Défilé de la fierté gaie de Montréal: s’affirmer pour tous ceux qui se taisent

Des participants d’origines diverses ont pris part au défilé de cette année.
Photo: Annik MH de Carufel Le Devoir Des participants d’origines diverses ont pris part au défilé de cette année.

La présence du premier ministre Justin Trudeau au défilé de la fierté gaie a marqué l’histoire, mais a aussi impressionné Malika, une jeune Camerounaise qui a encore du mal à prononcer les mots « fière » et « lesbienne ».

Rassemblement incontournable de la diversité sexuelle à Montréal, la « Fierté » a pris plus que jamais des airs de grand-messe politique dimanche. La venue pour la première fois d’un premier ministre en fonction couronnait une longue liste de personnalités publiques. Les organisateurs ne craignent pas la récupération politique, au contraire : « Ça vient dire qu’on est considérés, que notre message est passé », a exprimé au Devoir le porte-parole de Fierté Montréal, Jasmin Roy.

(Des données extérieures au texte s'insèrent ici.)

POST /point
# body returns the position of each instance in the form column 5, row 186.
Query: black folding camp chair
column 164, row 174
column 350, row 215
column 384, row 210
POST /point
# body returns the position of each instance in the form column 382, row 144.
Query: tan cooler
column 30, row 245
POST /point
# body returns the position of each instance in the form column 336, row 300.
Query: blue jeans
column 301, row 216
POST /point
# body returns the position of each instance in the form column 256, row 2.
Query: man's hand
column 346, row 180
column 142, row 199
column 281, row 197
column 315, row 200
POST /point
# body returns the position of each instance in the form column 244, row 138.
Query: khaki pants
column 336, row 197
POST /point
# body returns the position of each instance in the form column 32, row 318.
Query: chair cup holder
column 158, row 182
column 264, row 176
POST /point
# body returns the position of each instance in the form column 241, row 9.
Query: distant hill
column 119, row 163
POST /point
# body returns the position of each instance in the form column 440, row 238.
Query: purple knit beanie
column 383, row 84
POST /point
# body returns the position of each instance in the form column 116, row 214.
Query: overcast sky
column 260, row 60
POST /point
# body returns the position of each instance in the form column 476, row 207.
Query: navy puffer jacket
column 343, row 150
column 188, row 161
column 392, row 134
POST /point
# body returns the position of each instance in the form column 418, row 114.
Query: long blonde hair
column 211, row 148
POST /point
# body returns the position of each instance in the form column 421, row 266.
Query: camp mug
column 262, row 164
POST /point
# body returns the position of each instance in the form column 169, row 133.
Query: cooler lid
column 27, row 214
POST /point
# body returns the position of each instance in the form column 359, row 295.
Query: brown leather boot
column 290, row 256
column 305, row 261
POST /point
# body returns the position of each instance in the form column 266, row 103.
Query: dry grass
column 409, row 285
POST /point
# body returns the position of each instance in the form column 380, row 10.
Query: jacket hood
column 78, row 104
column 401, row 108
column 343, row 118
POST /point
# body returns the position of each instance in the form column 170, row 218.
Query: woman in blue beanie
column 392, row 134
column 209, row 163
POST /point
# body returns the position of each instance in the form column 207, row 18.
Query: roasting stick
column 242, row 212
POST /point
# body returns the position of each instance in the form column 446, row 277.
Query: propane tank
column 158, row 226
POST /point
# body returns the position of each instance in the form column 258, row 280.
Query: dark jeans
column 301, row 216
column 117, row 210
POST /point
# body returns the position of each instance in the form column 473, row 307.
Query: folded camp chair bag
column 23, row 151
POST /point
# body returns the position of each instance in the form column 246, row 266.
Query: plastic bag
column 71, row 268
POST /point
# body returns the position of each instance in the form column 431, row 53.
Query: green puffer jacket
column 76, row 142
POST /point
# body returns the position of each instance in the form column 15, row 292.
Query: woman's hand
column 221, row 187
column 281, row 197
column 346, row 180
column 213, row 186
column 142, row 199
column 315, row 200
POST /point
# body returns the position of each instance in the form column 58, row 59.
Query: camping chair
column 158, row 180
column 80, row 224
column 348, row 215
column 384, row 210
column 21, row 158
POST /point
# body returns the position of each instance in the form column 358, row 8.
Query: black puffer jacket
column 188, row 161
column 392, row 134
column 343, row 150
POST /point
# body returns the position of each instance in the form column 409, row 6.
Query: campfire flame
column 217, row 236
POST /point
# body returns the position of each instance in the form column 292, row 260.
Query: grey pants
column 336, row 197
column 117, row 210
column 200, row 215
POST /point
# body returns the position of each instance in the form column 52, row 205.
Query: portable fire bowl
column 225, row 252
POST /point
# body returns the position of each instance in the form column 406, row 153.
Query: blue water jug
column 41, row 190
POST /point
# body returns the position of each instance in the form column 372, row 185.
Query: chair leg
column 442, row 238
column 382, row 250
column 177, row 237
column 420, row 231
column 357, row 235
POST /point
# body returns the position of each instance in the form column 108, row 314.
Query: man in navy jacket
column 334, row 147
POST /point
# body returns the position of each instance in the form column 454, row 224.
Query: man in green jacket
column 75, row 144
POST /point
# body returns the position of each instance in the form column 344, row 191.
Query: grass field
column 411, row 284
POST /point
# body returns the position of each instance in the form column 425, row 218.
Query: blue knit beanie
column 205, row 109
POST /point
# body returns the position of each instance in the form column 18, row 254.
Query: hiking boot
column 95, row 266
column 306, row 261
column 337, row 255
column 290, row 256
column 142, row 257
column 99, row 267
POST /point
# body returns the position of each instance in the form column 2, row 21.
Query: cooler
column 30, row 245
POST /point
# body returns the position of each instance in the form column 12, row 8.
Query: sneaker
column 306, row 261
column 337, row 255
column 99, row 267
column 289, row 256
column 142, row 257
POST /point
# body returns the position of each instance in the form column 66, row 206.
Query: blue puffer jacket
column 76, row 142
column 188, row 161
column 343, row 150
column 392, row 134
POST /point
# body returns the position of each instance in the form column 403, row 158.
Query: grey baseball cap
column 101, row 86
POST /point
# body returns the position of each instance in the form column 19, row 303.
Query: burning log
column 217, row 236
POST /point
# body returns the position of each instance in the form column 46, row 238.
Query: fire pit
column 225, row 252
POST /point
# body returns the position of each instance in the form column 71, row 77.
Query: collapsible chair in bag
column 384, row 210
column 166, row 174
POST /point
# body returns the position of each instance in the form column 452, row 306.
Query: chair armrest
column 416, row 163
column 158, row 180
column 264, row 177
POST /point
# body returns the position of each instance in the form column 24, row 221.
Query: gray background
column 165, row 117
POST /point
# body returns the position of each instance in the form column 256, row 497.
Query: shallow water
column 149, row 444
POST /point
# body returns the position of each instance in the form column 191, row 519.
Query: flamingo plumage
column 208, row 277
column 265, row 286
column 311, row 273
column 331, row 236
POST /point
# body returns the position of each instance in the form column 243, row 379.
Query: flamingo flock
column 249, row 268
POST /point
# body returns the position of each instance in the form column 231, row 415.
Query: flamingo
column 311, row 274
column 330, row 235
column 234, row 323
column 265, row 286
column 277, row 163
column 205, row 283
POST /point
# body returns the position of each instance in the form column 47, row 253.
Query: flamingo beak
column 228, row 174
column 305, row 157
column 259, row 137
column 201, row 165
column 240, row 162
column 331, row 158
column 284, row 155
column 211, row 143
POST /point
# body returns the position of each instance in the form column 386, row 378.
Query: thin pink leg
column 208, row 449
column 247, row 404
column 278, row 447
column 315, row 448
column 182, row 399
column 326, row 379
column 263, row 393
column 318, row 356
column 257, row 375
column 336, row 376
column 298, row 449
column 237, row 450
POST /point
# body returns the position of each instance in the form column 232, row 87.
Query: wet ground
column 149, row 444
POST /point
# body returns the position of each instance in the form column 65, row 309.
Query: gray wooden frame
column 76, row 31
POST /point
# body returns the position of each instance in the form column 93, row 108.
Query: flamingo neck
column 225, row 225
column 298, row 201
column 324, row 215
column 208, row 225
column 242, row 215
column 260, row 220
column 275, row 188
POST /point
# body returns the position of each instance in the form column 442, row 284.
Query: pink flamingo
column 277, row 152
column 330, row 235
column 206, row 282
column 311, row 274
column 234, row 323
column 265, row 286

Photo: Annik MH de Carufel Le Devoir Après avoir écrit l’histoire en participant aux défilés de la fierté gaie de Toronto et de Vancouver, Justin Trudeau a fait de même dimanche en devenant le premier premier ministre en fonction à participer à celui de Montréal.

Malika, elle, se pince. « Bon dieu, c’est grandiose, merci ! » Enchaînant les « ça alors », les « j’y crois pas », cette trentenaire voyait pour la première fois des politiciens prendre position aussi fermement en faveur de la diversité sexuelle. Arrivée au Canada il y a à peine un an, elle a fait une demande d’asile au motif de persécution à cause de son orientation sexuelle.

« Il faut passer le message que les droits LGBT sont des droits humains qu’il faut respecter à travers la planète », a affirmé Justin Trudeau, comme s’il s’adressait à elle. « Nous avons un rôle à jouer à l’international », soulignait quelques minutes auparavant le maire Denis Coderre.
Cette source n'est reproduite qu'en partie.